Brent crude futures settled at $72.15 a barrel, down $2.20, or 3 percent. West Texas Intermediate crude ended at $63.30 a barrel, down $1.91, or 2.9 percent.
Brent was flat on the week after rallying for four weeks in a row. WTI saw a 1.2 percent weekly loss, breaking its six-week bull run.
Trump told reporters on Friday that he had called OPEC and told the cartel to lower crude prices, without identifying who he spoke to, or if he was speaking about previous discussions with OPEC officials.
Since taking office, Trump has weighed in on OPEC on numerous occasions on Twitter, often exhorting the cartel to lower prices. His comments tend to have a temporary effect on the market.
Regardless, his words on Friday were enough to knock down the market after several weeks of gains.
“As soon as that comment came out, that was enough ammo to get guys to lift long positions,” said Josh Graves, senior commodities strategist at RJO Futures in Chicago. “They were taking chips off the table at the first hint of bearish news.”
On Thursday, Brent rose above $75 a barrel for the first time this year after Germany, Poland and Slovakia suspended imports of Russian crude via a major pipeline due to contamination. Russia said it plans to restore oil supplies via its key Druzhba pipeline to Europe in two weeks.
Crude futures have gained more than 30 percent this year after OPEC and several allies cut supply by 1.2 million barrels per day, and as sanctions on Venezuela and Iran have reduced output.
Traders also said Friday’s selloff was in part due to rumors that Washington could grant China an exemption allowing it to keep buying Iran’s oil, which would increase available worldwide supply.
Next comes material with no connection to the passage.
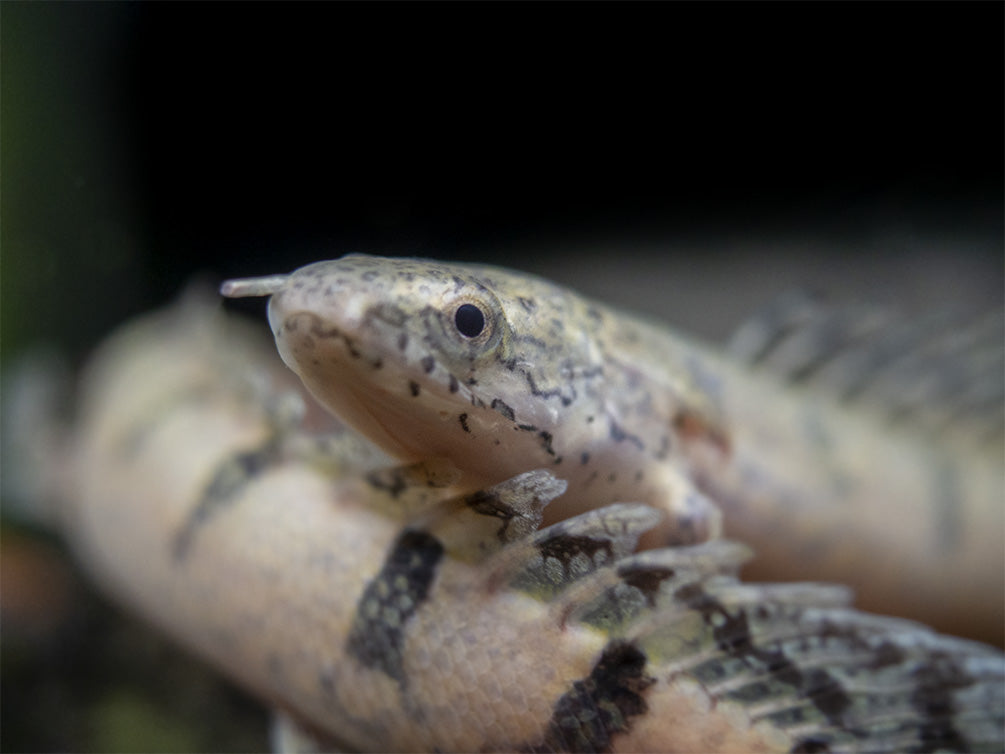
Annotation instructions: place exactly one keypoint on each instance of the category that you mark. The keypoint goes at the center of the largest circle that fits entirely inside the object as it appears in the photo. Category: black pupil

Two Trump administration officials refuted the rumors, saying neither a wind-down period nor a short-term waiver on China’s oil purchases from Iran are being contemplated to their knowledge.
The United States and China are continuing to negotiate a trade deal to end a months-long dispute.
The market pared some losses after U.S. oil drillers this week cut the most rigs in over three months, removing 20 rigs to a total of 805 rigs, as independent producers follow through on plans to cut spending on new drilling and completions.